Le paradoxe de Newcomb montre que la prédiction logique des choix humains est impossible puisque les actions humaines peuvent procéder de la ruse ou de la triche.
       
Personne aujourd'hui n'a réussi à formuler clairement l’erreur dans les raisonnements autour du paradoxe de Newcomb, et le vertige dont on est saisi quand on cherche à approfondir le problème n'a d'égal que la conviction très forte que rien ne peut en être tiré concernant le monde réel.

Moralité


Le problème n’est pas un problème de logique, c’est un problème métaphysique.

Certains énoncés détournent la règle en supposant que les prédictions (là d’un devin) sont « presque certainement » correctes, et que « l'explication de la prédiction qu'il a faite ne se fonde pas sur la connaissance de ce que vous décidez de faire » comme dans la version de Robert Nozick dans son article de 1969, suggérant que la prédiction pourrait être fausse.

Dans ces cas il est question d’un autre problème qui répond à d’autres prémisses.
                                                                              
Ces énoncés modifiés veulent nier l’omniscience de la fée ou du devin, qui n’existe que chez un Dieu « pouvant sonder les coeurs ». Dans tous les cas, si les prédictions sont infaillibles, la ruse sera déjouée.

Le problème du paradoxe de Newcomb est très débattu dans la branche philosophique de la théorie de la décision.
  
Et pour cause ! Si l’on reste dans le domaine de la pure logique, la triche n’est ni prévisible ni mesurable. L’omniscience ne sera jamais à la portée d’un raisonnement logique, c’est pourquoi ce problème est logiquement indéterminable.


Au mieux, la triche pourrait être prévue dans x % des cas sans jamais pouvoir être affectée à une situation individuelle.

Métaphysique

 

Dans un ciel nuageux le doigt de Dieu et le soleil.

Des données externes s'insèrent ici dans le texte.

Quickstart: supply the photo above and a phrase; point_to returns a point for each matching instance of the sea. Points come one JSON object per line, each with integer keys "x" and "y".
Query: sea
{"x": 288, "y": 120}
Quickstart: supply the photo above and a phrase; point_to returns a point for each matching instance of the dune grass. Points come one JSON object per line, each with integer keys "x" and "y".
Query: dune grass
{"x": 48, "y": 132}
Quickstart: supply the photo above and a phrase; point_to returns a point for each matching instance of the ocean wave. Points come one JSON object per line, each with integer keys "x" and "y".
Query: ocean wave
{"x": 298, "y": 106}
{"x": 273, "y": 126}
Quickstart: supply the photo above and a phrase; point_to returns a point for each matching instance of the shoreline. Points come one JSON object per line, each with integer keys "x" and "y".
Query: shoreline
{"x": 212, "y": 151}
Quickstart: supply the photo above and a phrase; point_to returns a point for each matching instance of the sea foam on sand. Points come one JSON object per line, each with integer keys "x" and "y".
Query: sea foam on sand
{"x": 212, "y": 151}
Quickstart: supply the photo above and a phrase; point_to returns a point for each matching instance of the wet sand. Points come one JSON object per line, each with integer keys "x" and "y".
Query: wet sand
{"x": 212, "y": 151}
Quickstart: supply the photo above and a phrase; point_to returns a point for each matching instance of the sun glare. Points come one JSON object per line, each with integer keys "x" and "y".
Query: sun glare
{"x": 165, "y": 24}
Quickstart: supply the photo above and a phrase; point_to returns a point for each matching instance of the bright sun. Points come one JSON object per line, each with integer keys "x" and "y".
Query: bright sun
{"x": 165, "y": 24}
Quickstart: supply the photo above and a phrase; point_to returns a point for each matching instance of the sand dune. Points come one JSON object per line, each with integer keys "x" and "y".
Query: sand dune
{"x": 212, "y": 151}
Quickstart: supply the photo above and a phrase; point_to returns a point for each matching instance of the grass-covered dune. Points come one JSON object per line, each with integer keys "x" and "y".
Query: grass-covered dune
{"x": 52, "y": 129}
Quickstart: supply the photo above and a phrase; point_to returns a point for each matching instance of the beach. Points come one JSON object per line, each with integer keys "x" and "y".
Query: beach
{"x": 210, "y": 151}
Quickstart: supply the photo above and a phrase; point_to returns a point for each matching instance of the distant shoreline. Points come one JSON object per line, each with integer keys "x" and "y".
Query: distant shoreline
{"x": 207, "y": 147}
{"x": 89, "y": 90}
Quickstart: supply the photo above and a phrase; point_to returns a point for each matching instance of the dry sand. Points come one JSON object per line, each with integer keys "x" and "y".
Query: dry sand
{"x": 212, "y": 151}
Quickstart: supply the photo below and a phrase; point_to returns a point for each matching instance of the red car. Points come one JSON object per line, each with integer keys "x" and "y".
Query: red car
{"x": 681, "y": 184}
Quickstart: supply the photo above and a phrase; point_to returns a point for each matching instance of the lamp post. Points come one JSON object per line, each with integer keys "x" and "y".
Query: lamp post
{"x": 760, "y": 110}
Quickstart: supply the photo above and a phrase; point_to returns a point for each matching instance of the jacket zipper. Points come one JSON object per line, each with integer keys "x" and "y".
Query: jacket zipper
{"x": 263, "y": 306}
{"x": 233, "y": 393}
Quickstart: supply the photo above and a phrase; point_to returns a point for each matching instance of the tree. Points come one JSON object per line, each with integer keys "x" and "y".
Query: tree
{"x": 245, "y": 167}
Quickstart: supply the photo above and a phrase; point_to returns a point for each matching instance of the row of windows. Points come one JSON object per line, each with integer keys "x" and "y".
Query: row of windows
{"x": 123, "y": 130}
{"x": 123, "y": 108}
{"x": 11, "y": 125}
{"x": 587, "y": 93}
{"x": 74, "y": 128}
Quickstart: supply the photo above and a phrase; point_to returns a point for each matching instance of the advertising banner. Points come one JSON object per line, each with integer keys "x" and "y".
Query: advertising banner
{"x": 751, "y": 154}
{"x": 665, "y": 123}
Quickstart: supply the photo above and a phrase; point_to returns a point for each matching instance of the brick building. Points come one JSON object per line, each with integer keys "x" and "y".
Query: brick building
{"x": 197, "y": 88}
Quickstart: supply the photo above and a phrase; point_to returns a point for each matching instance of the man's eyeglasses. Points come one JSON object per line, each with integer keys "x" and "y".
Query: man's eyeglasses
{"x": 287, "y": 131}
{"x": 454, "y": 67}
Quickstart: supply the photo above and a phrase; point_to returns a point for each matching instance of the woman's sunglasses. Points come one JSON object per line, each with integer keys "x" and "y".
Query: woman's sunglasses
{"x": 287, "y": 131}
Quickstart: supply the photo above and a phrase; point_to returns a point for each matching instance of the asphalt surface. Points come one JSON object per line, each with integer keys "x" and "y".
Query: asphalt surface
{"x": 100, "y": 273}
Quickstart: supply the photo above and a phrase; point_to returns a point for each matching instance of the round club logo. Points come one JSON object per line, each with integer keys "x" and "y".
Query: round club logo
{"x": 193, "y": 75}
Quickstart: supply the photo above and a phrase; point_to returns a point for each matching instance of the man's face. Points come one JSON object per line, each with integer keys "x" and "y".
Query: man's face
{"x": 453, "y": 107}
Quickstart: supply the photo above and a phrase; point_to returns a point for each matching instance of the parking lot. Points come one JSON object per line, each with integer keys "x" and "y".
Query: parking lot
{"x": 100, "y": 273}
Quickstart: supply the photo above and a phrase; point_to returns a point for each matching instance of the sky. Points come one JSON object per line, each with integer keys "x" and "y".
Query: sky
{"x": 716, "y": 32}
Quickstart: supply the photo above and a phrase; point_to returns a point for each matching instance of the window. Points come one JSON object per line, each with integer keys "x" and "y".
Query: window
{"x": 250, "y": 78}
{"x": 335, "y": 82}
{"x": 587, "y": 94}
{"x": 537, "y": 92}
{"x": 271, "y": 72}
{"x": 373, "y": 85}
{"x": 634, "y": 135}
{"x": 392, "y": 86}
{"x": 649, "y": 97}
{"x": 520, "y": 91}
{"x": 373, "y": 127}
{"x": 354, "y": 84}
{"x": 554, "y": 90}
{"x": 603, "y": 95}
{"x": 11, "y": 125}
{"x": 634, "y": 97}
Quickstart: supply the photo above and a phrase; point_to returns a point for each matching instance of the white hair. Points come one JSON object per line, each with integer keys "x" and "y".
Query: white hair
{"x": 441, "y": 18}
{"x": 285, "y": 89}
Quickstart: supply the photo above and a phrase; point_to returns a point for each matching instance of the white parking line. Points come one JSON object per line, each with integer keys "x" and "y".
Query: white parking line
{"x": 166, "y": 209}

Sans le vouloir, ce paradoxe offre une belle démonstration de la métaphysique.


- Si l’on est croyant en une divinité omnisciente, la réponse est évidente : on ne triche pas car on ne le peux pas.


- Si l’on n’est pas croyant on suppose que l’omniscience n’existe pas, et que l’on peut tricher. On fait semblant de ne prendre qu’une boîte et on prend les deux.

Passez muscade! 
  
C’est d’ailleurs pour cela que Robert Nozick observe des réactions tranchées sur les convictions respectives des sujets de l’expérience : « Pour presque tout le monde, le choix à faire est parfaitement clair et évident. Le problème est que les gens semblent se répartir à peu près à parts égales en deux groupes, chaque groupe faisant un choix différent, le consensus se limitant à penser que l'autre groupe fait preuve d'un rare aveuglement. »

 

En effet l’expérience aborde les notions de connaissance parfaite et de vérité universelle qui sont l’essence des religions, lesquelles induisent une conviction forte de détenir la vérité et de savoir les autres dans l’erreur, d’où une absence de doute et des prises de positions marquées.